Hate Speech and Offensive Content Identification in English and Indo-Aryan Languages
Social media sites like Twitter and Facebook, being user-friendly and accessible sources, provide opportunities for people to air their voices. People, irrespective of age group, use these sites to share every moment of their lives, making these sites flooded with data. Apart from these commendable features of social media, they also have downsides. The large fraction of hate speech and other offensive and objectionable content online poses a vast challenge to societies. Offensive language such as insulting, hurtful, derogatory, or obscene content directed from one person to another and open to others undermines objective discussions. Such a type of language can be increasingly found on the web and lead to the radicalization of debates. Public opinion-forming requires rational critical discourse (Habermas 1984). Objectionable content can pose a threat to democracy. At the same time, open societies need to find an acceptable way to react to such content without imposing rigid censorship regimes.

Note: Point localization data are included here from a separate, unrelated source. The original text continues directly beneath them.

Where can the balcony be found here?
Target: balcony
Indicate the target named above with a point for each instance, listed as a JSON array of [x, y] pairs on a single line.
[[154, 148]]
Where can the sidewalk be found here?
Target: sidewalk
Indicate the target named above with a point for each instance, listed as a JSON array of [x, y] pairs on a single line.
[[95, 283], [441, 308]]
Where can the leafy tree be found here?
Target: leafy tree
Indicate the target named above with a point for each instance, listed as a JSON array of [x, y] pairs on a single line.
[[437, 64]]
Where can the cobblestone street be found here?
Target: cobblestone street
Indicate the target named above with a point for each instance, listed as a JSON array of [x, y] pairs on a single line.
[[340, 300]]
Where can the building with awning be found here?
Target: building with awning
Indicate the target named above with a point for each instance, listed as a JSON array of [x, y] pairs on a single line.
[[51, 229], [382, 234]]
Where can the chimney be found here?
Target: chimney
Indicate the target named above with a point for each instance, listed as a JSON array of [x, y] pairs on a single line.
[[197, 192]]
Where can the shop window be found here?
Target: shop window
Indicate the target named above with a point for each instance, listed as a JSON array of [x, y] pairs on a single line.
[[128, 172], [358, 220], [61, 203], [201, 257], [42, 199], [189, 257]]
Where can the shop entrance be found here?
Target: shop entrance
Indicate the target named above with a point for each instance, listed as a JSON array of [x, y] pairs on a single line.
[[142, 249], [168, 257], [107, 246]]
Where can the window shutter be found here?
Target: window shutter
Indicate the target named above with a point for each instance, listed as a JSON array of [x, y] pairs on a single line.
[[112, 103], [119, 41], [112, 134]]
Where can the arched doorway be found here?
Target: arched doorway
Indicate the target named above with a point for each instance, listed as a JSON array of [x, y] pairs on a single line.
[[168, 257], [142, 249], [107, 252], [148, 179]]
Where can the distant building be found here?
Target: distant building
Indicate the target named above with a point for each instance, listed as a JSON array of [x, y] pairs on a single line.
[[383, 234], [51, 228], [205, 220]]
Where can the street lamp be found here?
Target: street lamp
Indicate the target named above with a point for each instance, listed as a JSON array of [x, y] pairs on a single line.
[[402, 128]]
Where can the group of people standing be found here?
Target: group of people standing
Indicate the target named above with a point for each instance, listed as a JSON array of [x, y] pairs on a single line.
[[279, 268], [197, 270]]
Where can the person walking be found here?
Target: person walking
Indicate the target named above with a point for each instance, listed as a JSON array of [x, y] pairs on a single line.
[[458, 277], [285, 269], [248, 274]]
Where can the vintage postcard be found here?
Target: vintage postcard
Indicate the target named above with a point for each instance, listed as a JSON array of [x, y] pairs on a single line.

As a consequence, many platforms of social media websites monitor user posts. This leads to a pressing demand for methods to automatically identify suspicious posts. Online communities, social media enterprises, and technology companies have been investing heavily in technology and processes to identify offensive language to prevent abusive behavior on social media. Furthermore, a conversational thread can contain hate and offensive content, which is not apparent just from a single comment or the reply to a comment but can be identified if given the context of the parent content. Moreover, the contents on such social media are spread in many different languages, including code-mixed languages such as Hinglish(Hindi+English), German-English code mixed, and many more. So it becomes a huge responsibility for these sites to identify such hate content before it disseminates to the masses.